Opfer, die jedoch noch vor Kurzem die Erfahrung gemacht haben, nicht gehört zu werden – oder gar als Störenfriede und Nestbeschmutzer diskreditiert wurden –, fragen sich nun, ob die neue Ermunterung ernst gemeint ist oder nur der Ehrenrettung der Institution dient. Wenn sie sich nicht melden, dann auch weil sie der Leitung nicht zutrauen, mit einem Vorwurf adäquat umzugehen. Dieses Vertrauen muss eine Institution erstmal verdienen.
Wichtige Kriterien für Anlaufstellen
Deshalb ist es essentiell, dass die Leitungen schon im Alltag Haltung zeigen und sich so auszudrücken, dass ihre Botschaft bei den Betroffenen tatsächlich als Ermutigung ankommt. Vor allem brauchen die Betroffenen vorab relevante Informationen.
Die Ansprechpersonen für den Erstkontakt müssen klar ersichtlich sein – Name, Position, Telefonnummer, E-Mail-Adresse und Sprechzeiten. In diesem Erstkontakt möchten Betroffene für sich herausfinden:
- Wirkt diese Ansprechperson auf mich vertrauenswürdig, zuverlässig und kompetent?
- Kann ich mich auf sie verlassen?
- Falls sie Bedenken haben, sollten sie die Möglichkeit haben, sich zurückzuziehen, ohne dass ihr Name oder das Anliegen protokolliert wird.
Für Betroffene ist es außerdem hilfreich, schon im Voraus zu wissen, was auf sie zukommt, wenn sie sich an eine Anlaufstelle wenden, zum Beispiel:
- Welche Details muss ich erzählen?
- Erfährt der Täter davon?
- Wer in der Institution erfährt davon?
- Wer außerhalb der Institution erfährt davon?
- Wie wird das Gespräch protokolliert?
- Wird die Polizei eingeschaltet?
- Ist mein Studium oder ist meine Stelle gefährdet?
- Kommen Kosten auf mich zu?
- Schützt mich die Institution?
- Auf welcher Seite steht die Hochschule (Fürsorgepflicht geht in beide Richtungen.)?
- Was kann die Institution überhaupt unternehmen?
- Was wird die Institution tun?
- Lohnt sich der Aufwand für mich?
- Wird etwas passieren, das ich hinterher bereue?
Jede und jeder Betroffene hat zudem individuelle Bedürfnisse, wenn sie oder er nach einer passenden Anlaufstelle sucht:
- Ich möchte nur darüber mit jemandem sprechen, ohne dass die Sache weiterverfolgt oder weitererzählt wird.

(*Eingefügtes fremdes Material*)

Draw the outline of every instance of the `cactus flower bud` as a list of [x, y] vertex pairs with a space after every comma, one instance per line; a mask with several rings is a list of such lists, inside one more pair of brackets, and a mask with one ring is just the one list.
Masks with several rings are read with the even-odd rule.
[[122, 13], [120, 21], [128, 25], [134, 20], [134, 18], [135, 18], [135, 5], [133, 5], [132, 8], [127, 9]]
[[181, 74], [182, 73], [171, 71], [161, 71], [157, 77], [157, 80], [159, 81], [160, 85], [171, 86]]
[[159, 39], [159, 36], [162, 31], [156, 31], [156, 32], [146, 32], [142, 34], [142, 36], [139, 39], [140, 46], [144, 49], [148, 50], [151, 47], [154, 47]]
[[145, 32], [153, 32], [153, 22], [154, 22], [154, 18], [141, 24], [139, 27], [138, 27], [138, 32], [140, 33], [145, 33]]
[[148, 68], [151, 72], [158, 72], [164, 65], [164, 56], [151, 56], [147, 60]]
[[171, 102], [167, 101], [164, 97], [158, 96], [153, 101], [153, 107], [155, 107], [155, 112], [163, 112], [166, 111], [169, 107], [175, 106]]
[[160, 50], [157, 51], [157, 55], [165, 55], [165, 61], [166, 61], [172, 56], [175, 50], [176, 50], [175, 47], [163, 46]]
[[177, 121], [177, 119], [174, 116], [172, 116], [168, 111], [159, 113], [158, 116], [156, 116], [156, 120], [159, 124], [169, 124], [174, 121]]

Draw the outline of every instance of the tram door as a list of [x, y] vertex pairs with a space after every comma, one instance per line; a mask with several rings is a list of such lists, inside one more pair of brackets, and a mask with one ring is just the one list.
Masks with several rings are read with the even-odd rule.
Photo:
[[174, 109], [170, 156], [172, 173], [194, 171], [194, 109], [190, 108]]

- Ich möchte mich zunächst nur über Möglichkeiten und Lösungen informieren.
- Ich möchte nichts unternehmen, aber der Name des Täters soll vermerkt und der Vorfall dokumentiert werden.
- Ich möchte mit dem Täter oder Konfliktpartner unter Begleitung reden.

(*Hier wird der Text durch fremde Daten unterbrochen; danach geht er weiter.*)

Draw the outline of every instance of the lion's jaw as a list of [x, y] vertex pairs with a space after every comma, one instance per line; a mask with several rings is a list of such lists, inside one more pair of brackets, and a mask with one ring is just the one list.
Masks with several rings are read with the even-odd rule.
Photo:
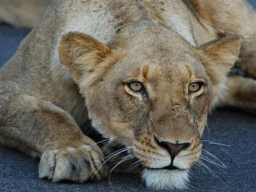
[[146, 168], [142, 178], [148, 187], [157, 189], [184, 189], [187, 187], [188, 170], [154, 170]]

- Ich möchte, dass jemand aus der Leitung mit dem Täter/Konfliktpartner redet und ihm klar macht, dass sein Verhalten nicht in Ordnung ist.
- Ich möchte eine Lösung für meine Zukunft, ohne dass der Täter davon erfährt, dass ich über die Tat gesprochen habe (zum Beispiel Klassenwechsel oder Hochschulwechsel an einer Hochschule oder Freistellung in einem Orchester).
- Ich möchte, dass der Täter sanktioniert wird.
- Ich möchte eine Entschädigung oder Versicherungsleistung.
- Ich möchte, dass der Täter strafrechtlich verfolgt wird.
Wünschenswert wäre außerdem, dass die Anlaufstellen auch von internen und externen Zeugen genutzt werden können.
Es ist klar, dass eine Institution nicht immer allen Opfern gerecht werden kann. In solchen Fällen – oder wenn sie schlicht überfordert ist – sollte sie dies den Betroffenen frühzeitig und ehrlich kommunizieren. Das ist wichtig, um sekundäre Viktimisierungen zu vermeiden.
Das Motto der diesjährigen Donaueschinger Musiktage lautete: »Voices Unbound«. Das Festival bot einen fruchtbaren Boden für die Entfaltung der vielfältigen Stimmen der Komponistinnen und Komponisten sowie der Musikerinnen und Musiker der Neuen Musik. Ebenso brauchen die Stimmen der Betroffenen einen guten Rahmen, in dem sie gehört werden können.